The second stage will occur in July 1998 when the working income supplement will be combined with an enriched child tax benefit to form the Canada child tax benefit. The maximum benefit for low income families will be $1,625 to the one-child family, $3,050 to two-child families and increasing by $1,425 for each additional child.
Overall more than 1.4 million Canadian families with 2.5 million children will see an increase in federal child benefit payments by July 1998.
The government is committed to doing more for Canada's children as the resources become available. In the meantime, I am confident that no hon. member can object to the increase in benefits for children proposed under Bill C-93. It is fitting that children be a priority of the government, not only because they are the most vulnerable in our society but because they are in a very literal way our nation's future, society's future.
Bill C-93 proposes other investments in Canada's future, including one of the most important initiatives we have seen in recent years for long term growth and jobs in the country. I am referring to the Canada foundation for innovation.
It has become commonplace to acknowledge that education, knowledge and innovation are keys to seizing the economic opportunities of tomorrow, but scientific knowledge and industrial innovation demand a commitment to research. The foundation will provide much needed financial support for research infrastructure at Canadian post-secondary education institutions and research hospitals in the areas of health, the environment, science and engineering.

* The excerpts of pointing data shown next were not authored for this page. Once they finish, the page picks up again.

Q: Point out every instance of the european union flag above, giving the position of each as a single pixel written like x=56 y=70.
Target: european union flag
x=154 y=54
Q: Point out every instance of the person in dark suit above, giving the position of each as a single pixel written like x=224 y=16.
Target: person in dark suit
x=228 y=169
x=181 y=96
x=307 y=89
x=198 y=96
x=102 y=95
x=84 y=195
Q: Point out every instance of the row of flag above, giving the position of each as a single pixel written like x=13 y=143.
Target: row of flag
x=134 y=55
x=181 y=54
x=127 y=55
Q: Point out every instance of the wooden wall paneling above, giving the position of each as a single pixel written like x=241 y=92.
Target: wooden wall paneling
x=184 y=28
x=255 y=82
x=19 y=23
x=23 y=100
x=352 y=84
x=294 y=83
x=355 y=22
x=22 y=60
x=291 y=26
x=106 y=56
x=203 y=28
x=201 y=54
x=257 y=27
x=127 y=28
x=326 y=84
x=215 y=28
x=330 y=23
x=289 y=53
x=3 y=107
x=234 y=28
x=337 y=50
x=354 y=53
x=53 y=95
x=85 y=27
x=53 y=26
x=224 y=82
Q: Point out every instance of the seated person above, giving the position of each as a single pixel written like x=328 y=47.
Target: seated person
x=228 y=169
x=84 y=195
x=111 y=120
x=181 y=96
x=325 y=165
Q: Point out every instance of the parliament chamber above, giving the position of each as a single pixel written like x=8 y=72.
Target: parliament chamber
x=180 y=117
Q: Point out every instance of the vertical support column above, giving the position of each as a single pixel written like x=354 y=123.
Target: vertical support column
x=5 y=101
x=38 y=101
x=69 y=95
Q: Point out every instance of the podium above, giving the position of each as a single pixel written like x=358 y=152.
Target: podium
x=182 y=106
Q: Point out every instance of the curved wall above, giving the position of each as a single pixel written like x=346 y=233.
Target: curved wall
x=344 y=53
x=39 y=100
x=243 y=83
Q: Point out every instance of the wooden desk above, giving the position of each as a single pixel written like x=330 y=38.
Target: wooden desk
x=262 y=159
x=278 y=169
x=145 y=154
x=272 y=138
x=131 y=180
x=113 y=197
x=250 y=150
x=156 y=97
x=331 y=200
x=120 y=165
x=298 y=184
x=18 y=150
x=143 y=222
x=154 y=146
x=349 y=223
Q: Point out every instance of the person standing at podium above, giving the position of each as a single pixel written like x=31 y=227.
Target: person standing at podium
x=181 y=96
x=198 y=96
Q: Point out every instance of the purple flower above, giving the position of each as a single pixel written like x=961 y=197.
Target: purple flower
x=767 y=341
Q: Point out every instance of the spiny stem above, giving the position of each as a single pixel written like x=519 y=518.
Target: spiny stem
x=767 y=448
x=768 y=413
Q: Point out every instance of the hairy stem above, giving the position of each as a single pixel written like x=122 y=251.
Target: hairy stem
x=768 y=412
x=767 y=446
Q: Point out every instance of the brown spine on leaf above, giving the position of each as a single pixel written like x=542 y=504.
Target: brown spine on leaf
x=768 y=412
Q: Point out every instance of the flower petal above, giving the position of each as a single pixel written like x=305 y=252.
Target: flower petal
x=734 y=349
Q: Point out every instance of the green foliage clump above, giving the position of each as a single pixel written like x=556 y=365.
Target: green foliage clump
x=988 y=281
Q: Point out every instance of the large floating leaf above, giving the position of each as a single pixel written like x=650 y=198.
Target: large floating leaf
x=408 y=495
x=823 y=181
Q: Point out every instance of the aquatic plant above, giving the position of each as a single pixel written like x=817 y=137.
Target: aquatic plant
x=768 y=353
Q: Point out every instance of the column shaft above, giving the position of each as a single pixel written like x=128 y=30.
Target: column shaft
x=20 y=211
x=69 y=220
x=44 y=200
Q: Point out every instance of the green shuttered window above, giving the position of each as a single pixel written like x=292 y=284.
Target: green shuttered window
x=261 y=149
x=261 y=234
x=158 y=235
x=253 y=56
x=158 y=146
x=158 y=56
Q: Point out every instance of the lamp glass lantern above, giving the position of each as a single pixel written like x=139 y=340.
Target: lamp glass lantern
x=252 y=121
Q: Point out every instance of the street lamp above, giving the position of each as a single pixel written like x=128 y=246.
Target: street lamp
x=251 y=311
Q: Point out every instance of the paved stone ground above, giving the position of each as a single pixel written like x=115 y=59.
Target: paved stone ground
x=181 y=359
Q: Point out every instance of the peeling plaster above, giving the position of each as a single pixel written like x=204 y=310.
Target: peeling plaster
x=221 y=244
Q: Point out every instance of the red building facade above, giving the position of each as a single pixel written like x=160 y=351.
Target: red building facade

What is more, the federal government's $800 million investment in the foundation could lead to as much as $2 billion in needed investment in research infrastructure through partnerships with research institutions, the private sector and/or the provinces.
The foundation for innovation has been widely hailed as an important measure to enhance Canada's longer term growth and job prospects, but Bill C-93 also includes initiatives that will help Canadians who want and need jobs. I am referring in particular to the new hires program which will provide employment insurance premium relief to small firms that create new jobs this year and those that create new jobs in 1998.
Under the bill eligible firms, those with less than $60,000 in EI premiums in 1996, will pay virtually no employer premiums for new employees hired this year. They will benefit from a 25 per cent reduction in premiums for new employees in the year to come.
The new hires program, together with the general 1997 EI premium rate reductions, is expected to generate as many as 20,000 new jobs in Canada.
Bill C-93 includes a broad range of proposed measures. Others in the Chamber have spoken about this legislation at earlier readings and I have confined my remarks today to those which carry broad significance for a large number of those of us living and working in this country.
However, the other elements of Bill C-93 are nevertheless important to the stakeholders they affect. They include measures that will discourage tobacco consumption, provide greater self-reliance and autonomy over taxation to First Nation bands and measures to help assure the continued viability of a national airline in a way that is fiscally responsible and, at the same time, competitively equitable.
I have outlined today an important and widely beneficial piece of legislation, good news legislation, whose merits are apparent and whose review by the House have been extensive. I urge all members, all colleagues on all sides of the House, to give support to this worthy bill, C-93.